In this example, we used the searchReadGroupSets method to ask the server for all the ReadGroupSets on the server. It responded by sending back some JSON, which cURL then printed to the terminal.

Creating these JSON requests by hand is tedious and error prone, and so there is a client application to do this for us. To try this out, we start another instance of our virtualenv, and then send the equivalent command using:

$ source ga4gh-env/bin/activate
(ga4gh-env) $ ga4gh_client readgroupsets-search http://localhost:8000/v0.5.1

The output of this command is a simple summary of the ReadGroupSets that are present on the server. We can also see the JSON messages passing between the client and the server if we increase the verbosity level:

(ga4gh-env) $ ga4gh_client -vv readgroupsets-search http://localhost:8000/v0.5.1

We can perform similar queries for variant data using the searchVariants API call. First, we find the IDs of the VariantSets on the server using the searchVariantSets method:

(ga4gh-env) $ ga4gh_client variantsets-search http://localhost:8000/v0.5.1
1kg-phase1
1kg-phase3

This tells us that we have two VariantSets on the server, with IDs 1kg-phase1 and 1kg-phase3. In our example data, these correspond to a subset of the data from 1000 Genomes phases 1 and 3.

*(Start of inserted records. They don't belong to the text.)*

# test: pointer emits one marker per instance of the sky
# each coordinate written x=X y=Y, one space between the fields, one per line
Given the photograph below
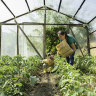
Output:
x=86 y=13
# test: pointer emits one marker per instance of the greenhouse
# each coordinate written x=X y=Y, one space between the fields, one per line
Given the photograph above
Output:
x=29 y=32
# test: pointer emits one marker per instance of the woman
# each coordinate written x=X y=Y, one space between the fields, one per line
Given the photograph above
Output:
x=72 y=43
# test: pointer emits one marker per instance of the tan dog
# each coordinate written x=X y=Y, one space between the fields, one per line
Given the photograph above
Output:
x=49 y=62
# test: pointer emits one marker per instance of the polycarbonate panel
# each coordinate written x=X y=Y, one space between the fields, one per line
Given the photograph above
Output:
x=93 y=40
x=33 y=4
x=52 y=4
x=32 y=17
x=93 y=25
x=54 y=18
x=34 y=33
x=88 y=11
x=4 y=13
x=93 y=52
x=81 y=37
x=17 y=6
x=8 y=40
x=25 y=48
x=70 y=6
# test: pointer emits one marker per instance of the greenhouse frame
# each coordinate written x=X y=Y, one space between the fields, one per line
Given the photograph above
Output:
x=49 y=5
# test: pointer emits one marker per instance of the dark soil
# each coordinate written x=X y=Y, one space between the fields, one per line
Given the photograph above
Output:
x=47 y=86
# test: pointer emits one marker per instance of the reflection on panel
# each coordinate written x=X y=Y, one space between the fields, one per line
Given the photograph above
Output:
x=33 y=4
x=93 y=52
x=70 y=6
x=4 y=13
x=55 y=18
x=53 y=4
x=37 y=16
x=81 y=37
x=93 y=26
x=17 y=6
x=34 y=33
x=88 y=11
x=8 y=40
x=93 y=40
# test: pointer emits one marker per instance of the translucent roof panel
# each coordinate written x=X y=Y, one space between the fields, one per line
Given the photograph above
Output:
x=88 y=10
x=32 y=17
x=3 y=12
x=17 y=6
x=70 y=6
x=35 y=4
x=53 y=4
x=8 y=40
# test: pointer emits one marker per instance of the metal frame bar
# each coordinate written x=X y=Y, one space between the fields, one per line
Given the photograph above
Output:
x=88 y=40
x=59 y=5
x=8 y=8
x=28 y=39
x=33 y=23
x=77 y=41
x=79 y=8
x=91 y=20
x=66 y=15
x=92 y=32
x=92 y=47
x=21 y=15
x=23 y=32
x=44 y=35
x=44 y=2
x=0 y=37
x=17 y=40
x=27 y=5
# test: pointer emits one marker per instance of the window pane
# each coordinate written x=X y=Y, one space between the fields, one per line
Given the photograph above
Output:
x=34 y=33
x=17 y=6
x=8 y=40
x=93 y=26
x=81 y=37
x=4 y=13
x=35 y=3
x=53 y=4
x=88 y=11
x=70 y=6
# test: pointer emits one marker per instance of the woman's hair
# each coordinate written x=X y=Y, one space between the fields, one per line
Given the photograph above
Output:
x=63 y=33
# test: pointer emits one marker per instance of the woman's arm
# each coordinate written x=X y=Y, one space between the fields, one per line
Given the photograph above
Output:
x=73 y=47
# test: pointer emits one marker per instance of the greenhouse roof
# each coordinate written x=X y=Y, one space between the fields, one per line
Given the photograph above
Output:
x=83 y=11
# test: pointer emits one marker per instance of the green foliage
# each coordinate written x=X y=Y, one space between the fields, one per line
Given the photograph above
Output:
x=87 y=64
x=52 y=38
x=15 y=72
x=72 y=82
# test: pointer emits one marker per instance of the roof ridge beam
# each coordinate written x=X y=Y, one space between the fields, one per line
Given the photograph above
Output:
x=79 y=8
x=22 y=15
x=27 y=5
x=8 y=8
x=67 y=15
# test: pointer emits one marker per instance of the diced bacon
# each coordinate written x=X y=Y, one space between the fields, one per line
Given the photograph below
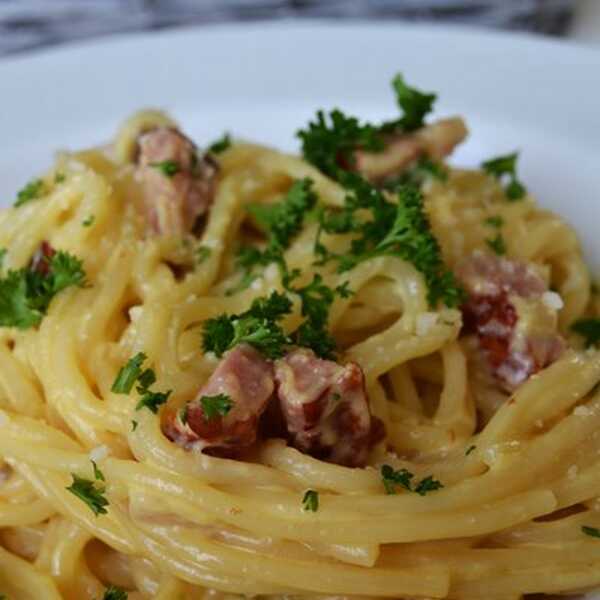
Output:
x=174 y=202
x=41 y=259
x=325 y=408
x=507 y=311
x=434 y=141
x=247 y=378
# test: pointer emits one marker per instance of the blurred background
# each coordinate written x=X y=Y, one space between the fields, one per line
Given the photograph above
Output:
x=33 y=24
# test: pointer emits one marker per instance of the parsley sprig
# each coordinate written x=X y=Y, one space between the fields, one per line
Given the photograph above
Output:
x=215 y=406
x=505 y=168
x=25 y=294
x=90 y=492
x=258 y=326
x=114 y=593
x=393 y=478
x=310 y=501
x=329 y=142
x=398 y=228
x=280 y=222
x=132 y=373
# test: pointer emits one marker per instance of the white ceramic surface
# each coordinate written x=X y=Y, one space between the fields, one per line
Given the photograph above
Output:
x=264 y=81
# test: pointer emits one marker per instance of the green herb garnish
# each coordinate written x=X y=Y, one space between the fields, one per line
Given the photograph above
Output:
x=25 y=294
x=392 y=478
x=114 y=593
x=497 y=244
x=213 y=406
x=505 y=168
x=169 y=168
x=310 y=501
x=90 y=493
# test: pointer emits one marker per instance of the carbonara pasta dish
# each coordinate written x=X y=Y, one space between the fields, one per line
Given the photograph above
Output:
x=226 y=371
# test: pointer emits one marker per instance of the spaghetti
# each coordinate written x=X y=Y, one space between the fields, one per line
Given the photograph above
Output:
x=484 y=477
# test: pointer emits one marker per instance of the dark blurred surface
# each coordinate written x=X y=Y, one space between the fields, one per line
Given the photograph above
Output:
x=31 y=24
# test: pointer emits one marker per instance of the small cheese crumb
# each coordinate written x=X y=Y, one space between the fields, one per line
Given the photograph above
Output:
x=425 y=322
x=552 y=300
x=582 y=411
x=99 y=453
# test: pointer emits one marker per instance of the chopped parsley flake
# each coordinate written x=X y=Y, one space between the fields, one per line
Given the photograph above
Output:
x=310 y=501
x=213 y=406
x=398 y=229
x=280 y=221
x=393 y=478
x=591 y=531
x=132 y=373
x=169 y=168
x=90 y=493
x=128 y=374
x=330 y=141
x=497 y=244
x=258 y=326
x=589 y=329
x=98 y=474
x=220 y=145
x=114 y=593
x=25 y=294
x=32 y=191
x=505 y=167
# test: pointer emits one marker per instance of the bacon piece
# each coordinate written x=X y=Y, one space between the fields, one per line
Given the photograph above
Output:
x=434 y=141
x=506 y=310
x=247 y=378
x=326 y=409
x=174 y=201
x=41 y=259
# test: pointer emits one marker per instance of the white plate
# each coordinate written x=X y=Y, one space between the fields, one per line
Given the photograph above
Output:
x=264 y=81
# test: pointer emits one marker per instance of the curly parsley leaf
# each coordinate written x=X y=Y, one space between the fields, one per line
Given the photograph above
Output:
x=25 y=294
x=280 y=222
x=398 y=229
x=415 y=105
x=329 y=142
x=258 y=326
x=589 y=329
x=114 y=593
x=98 y=474
x=497 y=244
x=393 y=478
x=429 y=484
x=32 y=191
x=310 y=501
x=220 y=145
x=169 y=168
x=218 y=405
x=504 y=168
x=128 y=374
x=91 y=493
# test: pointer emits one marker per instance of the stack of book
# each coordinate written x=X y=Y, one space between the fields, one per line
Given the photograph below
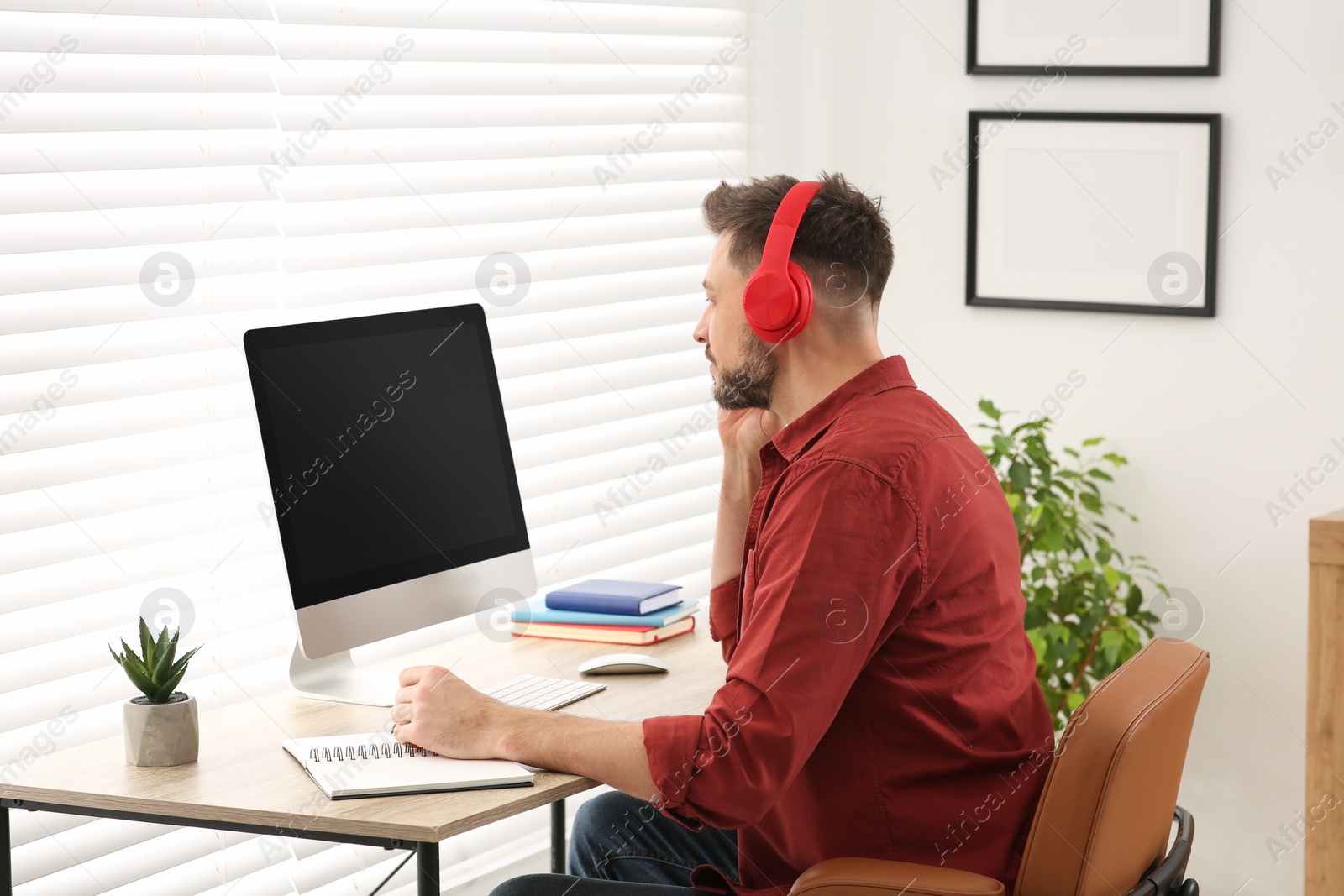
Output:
x=611 y=611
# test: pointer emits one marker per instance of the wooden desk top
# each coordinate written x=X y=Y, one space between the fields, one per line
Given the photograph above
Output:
x=244 y=775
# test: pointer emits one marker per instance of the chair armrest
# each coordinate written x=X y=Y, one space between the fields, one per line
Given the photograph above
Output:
x=879 y=878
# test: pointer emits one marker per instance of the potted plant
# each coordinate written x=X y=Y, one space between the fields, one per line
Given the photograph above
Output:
x=161 y=726
x=1085 y=606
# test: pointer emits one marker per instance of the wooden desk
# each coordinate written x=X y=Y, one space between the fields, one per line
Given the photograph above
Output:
x=245 y=781
x=1324 y=839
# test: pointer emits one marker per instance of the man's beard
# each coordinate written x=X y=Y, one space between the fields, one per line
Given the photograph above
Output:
x=753 y=383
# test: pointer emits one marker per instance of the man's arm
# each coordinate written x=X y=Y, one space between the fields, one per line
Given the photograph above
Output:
x=438 y=711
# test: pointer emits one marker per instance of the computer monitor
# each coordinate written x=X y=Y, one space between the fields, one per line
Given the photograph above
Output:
x=393 y=483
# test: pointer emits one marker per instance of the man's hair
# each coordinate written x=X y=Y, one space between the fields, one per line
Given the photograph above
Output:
x=843 y=241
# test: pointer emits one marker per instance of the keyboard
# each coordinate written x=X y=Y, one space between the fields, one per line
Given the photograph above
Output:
x=541 y=692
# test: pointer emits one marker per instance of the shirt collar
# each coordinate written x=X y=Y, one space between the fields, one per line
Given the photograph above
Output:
x=890 y=372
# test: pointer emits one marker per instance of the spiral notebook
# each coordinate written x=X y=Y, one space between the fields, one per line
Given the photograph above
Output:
x=378 y=765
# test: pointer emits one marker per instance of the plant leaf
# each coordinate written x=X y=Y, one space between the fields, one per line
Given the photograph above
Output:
x=165 y=656
x=147 y=644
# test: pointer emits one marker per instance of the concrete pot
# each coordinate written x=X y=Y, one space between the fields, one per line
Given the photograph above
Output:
x=161 y=734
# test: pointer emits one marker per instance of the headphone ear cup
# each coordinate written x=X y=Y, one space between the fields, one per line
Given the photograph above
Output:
x=803 y=286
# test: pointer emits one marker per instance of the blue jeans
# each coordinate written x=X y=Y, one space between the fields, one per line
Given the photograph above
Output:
x=622 y=846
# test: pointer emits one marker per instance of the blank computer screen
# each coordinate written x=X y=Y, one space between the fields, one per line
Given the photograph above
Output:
x=387 y=457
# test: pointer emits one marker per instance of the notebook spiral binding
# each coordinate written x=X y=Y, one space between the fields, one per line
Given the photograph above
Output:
x=369 y=752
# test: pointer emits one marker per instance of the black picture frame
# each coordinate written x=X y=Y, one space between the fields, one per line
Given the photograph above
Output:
x=1210 y=261
x=974 y=67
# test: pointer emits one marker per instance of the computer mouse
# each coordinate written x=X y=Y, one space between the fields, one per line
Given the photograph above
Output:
x=622 y=664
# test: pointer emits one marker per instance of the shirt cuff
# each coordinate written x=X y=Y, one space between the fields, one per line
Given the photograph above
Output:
x=671 y=743
x=725 y=600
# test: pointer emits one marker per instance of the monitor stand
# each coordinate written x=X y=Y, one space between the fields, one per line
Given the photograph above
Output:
x=338 y=679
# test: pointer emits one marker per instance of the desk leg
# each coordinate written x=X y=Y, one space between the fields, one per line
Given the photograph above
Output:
x=427 y=869
x=558 y=859
x=6 y=866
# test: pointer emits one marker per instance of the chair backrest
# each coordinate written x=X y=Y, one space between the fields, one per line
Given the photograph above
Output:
x=1105 y=810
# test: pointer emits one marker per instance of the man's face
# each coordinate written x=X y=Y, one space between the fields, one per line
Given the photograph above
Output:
x=743 y=364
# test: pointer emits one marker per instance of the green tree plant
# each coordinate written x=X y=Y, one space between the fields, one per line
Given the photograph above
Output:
x=1085 y=605
x=154 y=671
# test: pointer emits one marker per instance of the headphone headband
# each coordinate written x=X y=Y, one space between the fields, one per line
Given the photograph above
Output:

We can then search for variants overlapping a given interval in a VariantSet as follows:

(ga4gh-env) $ ga4gh_client variants-search http://localhost:8000/v0.5.1 \
--variantSetIds=1kg-phase1 --referenceName=2 --start=33100 --end=34000

The output of the client program is a summary of the data received in a free text form. This is not intended to be used as the input to other programs, and is simply a data exploration tool for users. To really use our data, we should use a GA4GH client library.

Part of the GA4GH reference implementation is a Python client-side library. This makes sending requests to the server and using the responses very easy. For example, to run the same query as we performed above, we can use the following code:

from __future__ import print_function

import ga4gh.client as client
import ga4gh.protocol as protocol

httpClient = client.HttpClient("http://localhost:8000/v0.5.1")
request = protocol.GASearchVariantsRequest()
request.variantSetIds = ["1kg-phase1"]
request.referenceName = "2"
request.start = 33100
request.end = 34000
for variant in httpClient.searchVariants(request):
    print(
        variant.referenceName, variant.start, variant.end,
        variant.referenceBases, variant.alternateBases, sep="\t")

If we save this script as ga4gh-demo.py we can then run it using:

(ga4gh-env) $ python ga4gh-demo.py

TODO

  1. Add more examples of using the reads API and give examples of using the references API. We should aim to have a single complete example, where we start with a given variant, and drill down into the reads in question programatically.
  2. Update the client API to be more user-friendly. We shouldn’t need to create an instance of GASearchVariantsRequest to call searchVariants. Rather, searchVariants should have the corresponding values as parameters which have sensible defaults.